As the documentary progresses into 1965 and begins following both the bands maturing musicality and mentality, we see them return once again to the US, this time selling out stadiums. The Beatles essentially led the way for future bands with the first massive stadium tour, which brought the obvious financial rewards and also more problems. The struggle to be heard was becoming a greater issue as the venue size increased, with the screaming masses engulfing them to the point were Ringo was forced to keep time by watching the frontmen. The culmination of this historical tour was the Shea Stadium concert in New York, playing to a sold out, 60,000 capacity. Even with specially designed 100 watt Vox amps, the sound issue remained and the horrible, thin, distant sound played from the stadium PA system was barely worth the admission fee. This amongst many other growing issues was what signalled the beginning of the end for The Beatles as an active touring band. Although, they continued touring, completing a worldwide trip to far flung places like Manila and Australia, their creative talent were stagnating with the inability to hear themselves play and the excessive demands on their time was becoming tiresome.

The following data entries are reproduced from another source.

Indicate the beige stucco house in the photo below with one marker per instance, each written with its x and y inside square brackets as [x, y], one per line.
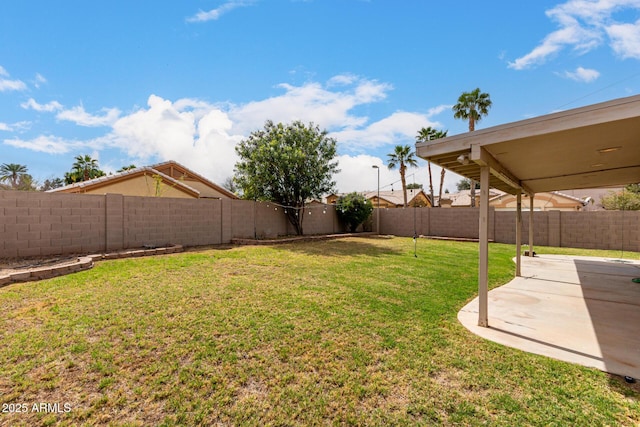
[545, 201]
[391, 199]
[168, 179]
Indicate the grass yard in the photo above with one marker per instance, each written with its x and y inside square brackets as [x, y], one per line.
[355, 331]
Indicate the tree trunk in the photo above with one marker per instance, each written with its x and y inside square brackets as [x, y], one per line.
[472, 127]
[433, 202]
[295, 217]
[441, 184]
[404, 184]
[472, 193]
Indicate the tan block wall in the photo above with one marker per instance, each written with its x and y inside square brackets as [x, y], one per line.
[505, 227]
[41, 224]
[159, 221]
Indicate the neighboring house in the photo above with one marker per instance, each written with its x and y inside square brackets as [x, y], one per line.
[592, 196]
[168, 179]
[390, 199]
[553, 201]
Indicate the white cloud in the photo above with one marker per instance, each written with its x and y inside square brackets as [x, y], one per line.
[200, 139]
[215, 14]
[14, 126]
[203, 136]
[311, 102]
[39, 80]
[625, 39]
[583, 25]
[582, 75]
[80, 117]
[399, 126]
[31, 104]
[46, 144]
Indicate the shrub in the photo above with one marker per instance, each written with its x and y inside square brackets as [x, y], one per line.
[353, 209]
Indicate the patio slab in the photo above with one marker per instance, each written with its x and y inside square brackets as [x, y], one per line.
[583, 310]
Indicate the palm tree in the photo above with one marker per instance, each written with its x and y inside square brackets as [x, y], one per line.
[86, 167]
[402, 157]
[429, 134]
[472, 106]
[12, 172]
[126, 168]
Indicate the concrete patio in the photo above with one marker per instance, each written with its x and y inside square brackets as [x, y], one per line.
[584, 310]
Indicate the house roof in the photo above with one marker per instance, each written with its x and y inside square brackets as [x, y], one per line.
[588, 147]
[395, 197]
[203, 185]
[156, 170]
[463, 197]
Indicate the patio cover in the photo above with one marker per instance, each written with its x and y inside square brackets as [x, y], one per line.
[593, 146]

And so when the ‘Beatles are bigger than Christ’ remark from Lennon was published completely out of context stateside, the endgame was sped up significantly. Sure they still played to 80% full stadiums on the subsequent tour, but with the growing threats of violence in a not long, post-assassinated JFK, USA and with the amateurish nature of the touring arrangements, discontent between the band was reaching boiling point. This was further exacerbated by their abandoning of simpler melodic song structures, turning to more experimental sounds that weren’t easy to replicate live. The final properly live concert came at the end of the very same tour at Candlestick Park and there’s some fascinating new footage served up of this concert. There’s a very cool little montage that flies through their recording years following a short look at the recording and release of Sgt. Peppers, and the documentary ends with the rooftop concert on top of their Savile Row office building.

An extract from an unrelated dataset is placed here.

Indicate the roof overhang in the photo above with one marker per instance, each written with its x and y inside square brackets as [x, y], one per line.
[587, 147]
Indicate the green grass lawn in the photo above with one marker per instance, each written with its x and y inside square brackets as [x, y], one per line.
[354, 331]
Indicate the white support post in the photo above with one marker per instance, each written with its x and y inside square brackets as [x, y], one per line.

As a massive Beatles fan, I loved this documentary. Did it share anything new that blew my mind? Not for the most part, no. It did however give a different perspective on a few things and there was enough new footage and photos, not to mention some excellently restored film in there to keep me happy. The sound was pretty phenomenal too. I liked the pacing of the whole thing, with it never dipping at any point and although I’ve heard most of the archival interviews from Lennon and Harrison, the new tidbits from Paul and Ringo were decent enough. I highly recommend this to anybody that loves or is interested in The Beatles.